Behind every stand the Institute of Race Relations (IRR) takes is a body of considered research, and a good alternative to bad policy.
I had to laugh out loud the other day when I came across a Facebook post that said the IRR ‘maak net ‘n lawaai soos ‘n klomp leë blikke’ (literally, only makes a racket, like a lot of empty tins).
I laughed mainly because there is something genuinely funny and essentially good-natured about idiomatic Afrikaans deftly handled, especially in the chiding cadences of a sharpish dismissal.
But if there’s no doubting that we do indeed make a lawaai, as we mean to, it’s more than merely kicking up a fuss – or being ‘alarmist’. Some detractors accused us of this last year when they thought the risk of expropriation without compensation was just so much election-inspired hot air that would dissipate into the ether before you could say ‘Max du Preez’.
There are three associated aspects of the work the IRR does that are often overlooked – particularly by those who are essentially irritated when they discover that we are unignorable.
First, we spend a lot of energy studying the data, the trends, the pronouncements, the bills as they emerge, and the laws they become, and we do so systematically over time.
On the strength of this, we do two things: we speak out vigorously, forearmed as we are with the data and insights that map the path the country is on; and, importantly, we offer alternatives.

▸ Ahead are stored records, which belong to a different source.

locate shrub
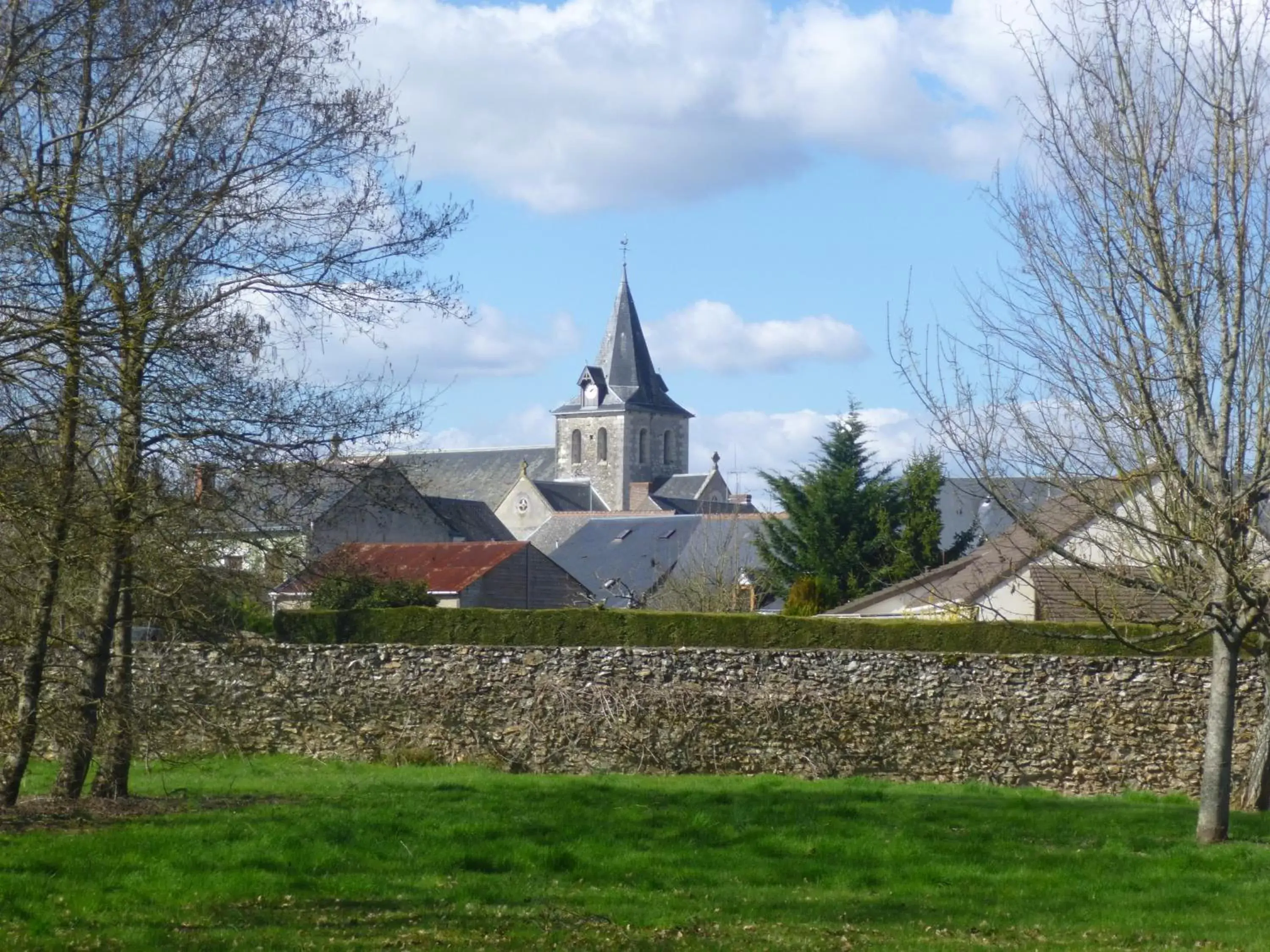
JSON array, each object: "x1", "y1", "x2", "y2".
[
  {"x1": 312, "y1": 575, "x2": 437, "y2": 611},
  {"x1": 274, "y1": 608, "x2": 1205, "y2": 656},
  {"x1": 785, "y1": 575, "x2": 831, "y2": 618}
]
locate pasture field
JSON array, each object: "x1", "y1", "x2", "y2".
[{"x1": 0, "y1": 757, "x2": 1270, "y2": 951}]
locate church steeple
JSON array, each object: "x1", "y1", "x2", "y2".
[
  {"x1": 560, "y1": 270, "x2": 690, "y2": 416},
  {"x1": 551, "y1": 264, "x2": 692, "y2": 509}
]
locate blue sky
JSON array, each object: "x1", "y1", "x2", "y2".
[{"x1": 315, "y1": 0, "x2": 1022, "y2": 491}]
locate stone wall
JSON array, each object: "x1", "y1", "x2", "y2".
[{"x1": 94, "y1": 645, "x2": 1261, "y2": 793}]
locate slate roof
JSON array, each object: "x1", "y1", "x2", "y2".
[
  {"x1": 389, "y1": 446, "x2": 556, "y2": 509},
  {"x1": 552, "y1": 267, "x2": 692, "y2": 416},
  {"x1": 533, "y1": 480, "x2": 608, "y2": 513},
  {"x1": 423, "y1": 496, "x2": 516, "y2": 542},
  {"x1": 649, "y1": 472, "x2": 712, "y2": 499},
  {"x1": 671, "y1": 515, "x2": 762, "y2": 575},
  {"x1": 824, "y1": 494, "x2": 1095, "y2": 614},
  {"x1": 549, "y1": 515, "x2": 702, "y2": 608},
  {"x1": 649, "y1": 494, "x2": 758, "y2": 515},
  {"x1": 207, "y1": 459, "x2": 389, "y2": 533},
  {"x1": 937, "y1": 476, "x2": 1062, "y2": 548},
  {"x1": 274, "y1": 542, "x2": 528, "y2": 595}
]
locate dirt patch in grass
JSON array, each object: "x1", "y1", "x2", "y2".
[{"x1": 0, "y1": 796, "x2": 292, "y2": 834}]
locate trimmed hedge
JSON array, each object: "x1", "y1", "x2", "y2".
[{"x1": 274, "y1": 608, "x2": 1206, "y2": 655}]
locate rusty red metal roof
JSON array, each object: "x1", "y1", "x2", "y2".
[{"x1": 276, "y1": 542, "x2": 530, "y2": 594}]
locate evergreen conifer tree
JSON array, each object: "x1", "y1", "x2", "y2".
[{"x1": 756, "y1": 406, "x2": 970, "y2": 604}]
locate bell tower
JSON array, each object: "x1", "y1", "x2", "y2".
[{"x1": 551, "y1": 269, "x2": 692, "y2": 509}]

A good example of the first element of this process is contained in the speech given by IRR CEO Frans Cronje at last week’s meeting of Free State Agriculture in Bloemfontein. He made the point that the threat of property expropriation and the erosion of property rights is the product not of a sudden rush of blood to the head of the African National Congress (ANC), but of long-held ideological convictions exercised ‘slowly and deliberately’.
How did he know? Because, as he pointed out, the IRR had, over the past 12 years, ‘tracked more than 30 policy, regulatory, and legislative attempts to undermine property rights’.
He isolated a dozen of them. The first was ‘the 2007 attack on the willing-buyer/willing-seller policy at the African National Congress (ANC) conference in Polokwane’.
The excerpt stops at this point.